Für die Heilsalbe benötigen Sie:

  • 30 g Eichenrinde,
  • je 25 g Birkenblätter, Kamillenblüten und Ringelblume,
  • je 10 g Hamamelis, Zinnkraut und Scharfgarbe

Zubereitungsempfehlung:

  • Mit den Kräutern einen Aufguss herstellen. Dabei die Kräuter mit kaltem Wasser übergießen, erhitzen und etwa 10 bis 15 Minuten leicht köcheln lassen.
  • Feste Bestandteile abseihen
  • Anschließend je 10 ml des abgekochten Suds mit 90 g warmem Melkfett vermischen.
  • Salbe mehrmals täglich im Analbereich auftragen.

Tipp: Die Heilsalbe ist leider nicht sehr lange haltbar. Sie können Sie aber auch auf kleine Wunden, Hautekzeme oder juckende Hautstellen und sogar auf kleinere Verbrennungen auftragen.

Überall in Europa heimisch: die Stieleiche (Quercus robur)

Weltweit gibt es über 300 Eichenarten. In Mitteleuropa am meisten verbreitet ist die die Stieleiche (Quercus robur), auch Deutsche Eiche oder Sommereiche genannt, aus der die Eichenrinde gewonnen wird. Sie ist extrem robust und anpassungsfähig, so dass sie praktisch überall wächst, vom nördlichen Mittelmeerraum über die Mittellagen der bayerischen Alpen bis nach Skandinavien. Eichen gehören zu den Buchengewächsen und können viele hundert Jahre, in seltenen Fällen sogar über 1.000 Jahre alt werden. Sie erreichen einen Umfang von bis zu zehn Metern und zeigen im Alter die charakteristische verwitterte, rissige graubraune Borke.

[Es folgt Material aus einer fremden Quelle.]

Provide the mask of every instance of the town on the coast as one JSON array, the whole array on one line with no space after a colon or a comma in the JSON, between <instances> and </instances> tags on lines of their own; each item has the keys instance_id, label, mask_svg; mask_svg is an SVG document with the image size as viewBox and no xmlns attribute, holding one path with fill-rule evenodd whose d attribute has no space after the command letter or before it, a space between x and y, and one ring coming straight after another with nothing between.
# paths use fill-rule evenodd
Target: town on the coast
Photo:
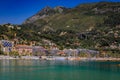
<instances>
[{"instance_id":1,"label":"town on the coast","mask_svg":"<svg viewBox=\"0 0 120 80\"><path fill-rule=\"evenodd\" d=\"M1 24L0 59L119 59L119 5L46 6L20 25Z\"/></svg>"}]
</instances>

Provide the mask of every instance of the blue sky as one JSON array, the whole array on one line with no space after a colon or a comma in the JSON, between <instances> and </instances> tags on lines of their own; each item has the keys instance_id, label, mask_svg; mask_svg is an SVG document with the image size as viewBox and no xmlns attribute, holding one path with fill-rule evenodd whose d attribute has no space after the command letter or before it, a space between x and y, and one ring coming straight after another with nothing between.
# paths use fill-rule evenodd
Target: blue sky
<instances>
[{"instance_id":1,"label":"blue sky","mask_svg":"<svg viewBox=\"0 0 120 80\"><path fill-rule=\"evenodd\" d=\"M21 24L45 6L75 7L81 3L120 0L0 0L0 24Z\"/></svg>"}]
</instances>

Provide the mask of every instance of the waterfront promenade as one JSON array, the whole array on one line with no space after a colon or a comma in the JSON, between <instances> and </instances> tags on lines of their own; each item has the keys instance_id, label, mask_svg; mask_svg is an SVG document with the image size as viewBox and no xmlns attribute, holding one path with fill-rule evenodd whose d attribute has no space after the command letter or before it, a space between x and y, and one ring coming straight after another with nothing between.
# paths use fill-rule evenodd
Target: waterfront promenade
<instances>
[{"instance_id":1,"label":"waterfront promenade","mask_svg":"<svg viewBox=\"0 0 120 80\"><path fill-rule=\"evenodd\" d=\"M92 57L92 58L88 58L88 57L61 57L61 56L53 56L53 57L49 57L49 56L21 56L21 57L13 57L13 56L4 56L4 55L0 55L0 59L40 59L40 60L77 60L77 61L120 61L120 58L96 58L96 57Z\"/></svg>"}]
</instances>

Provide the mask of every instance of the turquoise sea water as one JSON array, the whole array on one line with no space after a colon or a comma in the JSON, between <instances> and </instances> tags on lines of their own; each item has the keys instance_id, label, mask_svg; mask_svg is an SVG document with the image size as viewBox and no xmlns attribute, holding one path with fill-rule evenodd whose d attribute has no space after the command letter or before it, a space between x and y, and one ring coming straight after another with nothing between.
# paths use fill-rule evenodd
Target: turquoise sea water
<instances>
[{"instance_id":1,"label":"turquoise sea water","mask_svg":"<svg viewBox=\"0 0 120 80\"><path fill-rule=\"evenodd\" d=\"M120 62L0 60L0 80L120 80Z\"/></svg>"}]
</instances>

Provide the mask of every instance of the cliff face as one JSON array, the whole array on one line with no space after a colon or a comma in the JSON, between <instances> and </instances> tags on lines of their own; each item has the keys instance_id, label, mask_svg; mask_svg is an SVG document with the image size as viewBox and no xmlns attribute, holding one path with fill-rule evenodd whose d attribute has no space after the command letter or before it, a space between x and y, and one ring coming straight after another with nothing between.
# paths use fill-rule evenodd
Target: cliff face
<instances>
[{"instance_id":1,"label":"cliff face","mask_svg":"<svg viewBox=\"0 0 120 80\"><path fill-rule=\"evenodd\" d=\"M36 20L55 15L57 13L63 13L64 10L67 10L67 8L64 8L61 6L51 8L47 6L43 8L41 11L39 11L38 13L36 13L35 15L33 15L32 17L28 18L23 24L33 23Z\"/></svg>"}]
</instances>

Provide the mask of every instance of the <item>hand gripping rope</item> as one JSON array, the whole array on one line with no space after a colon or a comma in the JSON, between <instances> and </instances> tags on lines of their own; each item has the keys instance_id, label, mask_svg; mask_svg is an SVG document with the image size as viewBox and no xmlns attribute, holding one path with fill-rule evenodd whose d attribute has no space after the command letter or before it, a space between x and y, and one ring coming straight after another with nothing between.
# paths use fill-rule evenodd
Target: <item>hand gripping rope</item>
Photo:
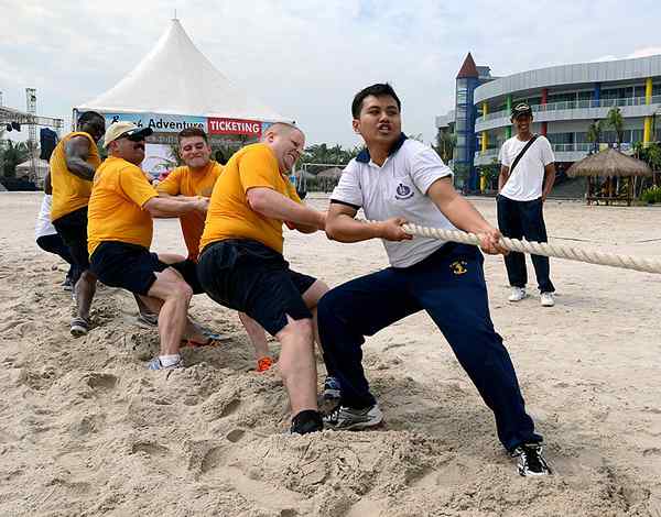
<instances>
[{"instance_id":1,"label":"hand gripping rope","mask_svg":"<svg viewBox=\"0 0 661 517\"><path fill-rule=\"evenodd\" d=\"M412 235L479 245L479 238L475 233L467 233L459 230L441 230L438 228L427 228L411 223L402 224L402 229ZM614 253L549 244L546 242L519 241L518 239L508 239L506 237L500 239L500 245L509 251L530 253L532 255L566 258L568 261L587 262L588 264L621 267L622 270L635 270L646 273L661 273L661 261L655 258L616 255Z\"/></svg>"}]
</instances>

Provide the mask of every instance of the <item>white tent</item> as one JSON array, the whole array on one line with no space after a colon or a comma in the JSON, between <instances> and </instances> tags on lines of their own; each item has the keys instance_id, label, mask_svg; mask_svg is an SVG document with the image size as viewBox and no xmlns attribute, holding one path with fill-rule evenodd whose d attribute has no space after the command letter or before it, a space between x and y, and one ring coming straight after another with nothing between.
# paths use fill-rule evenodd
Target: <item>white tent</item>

Für medizinische Zwecke wird jedoch die Rinde junger Zweige und Stockausschläge verwendet, da sie am meisten Gerbstoffe enthält. Stieleichen werden zu diesem Zweck in Sträuchern kultiviert und die Rinde im Frühjahr in Form von etwa sechs Zentimeter großen Rindenstücken abgeschält. Die heilsame Droge besteht dann aus der getrockneten, zerkleinerten Eichenrinde.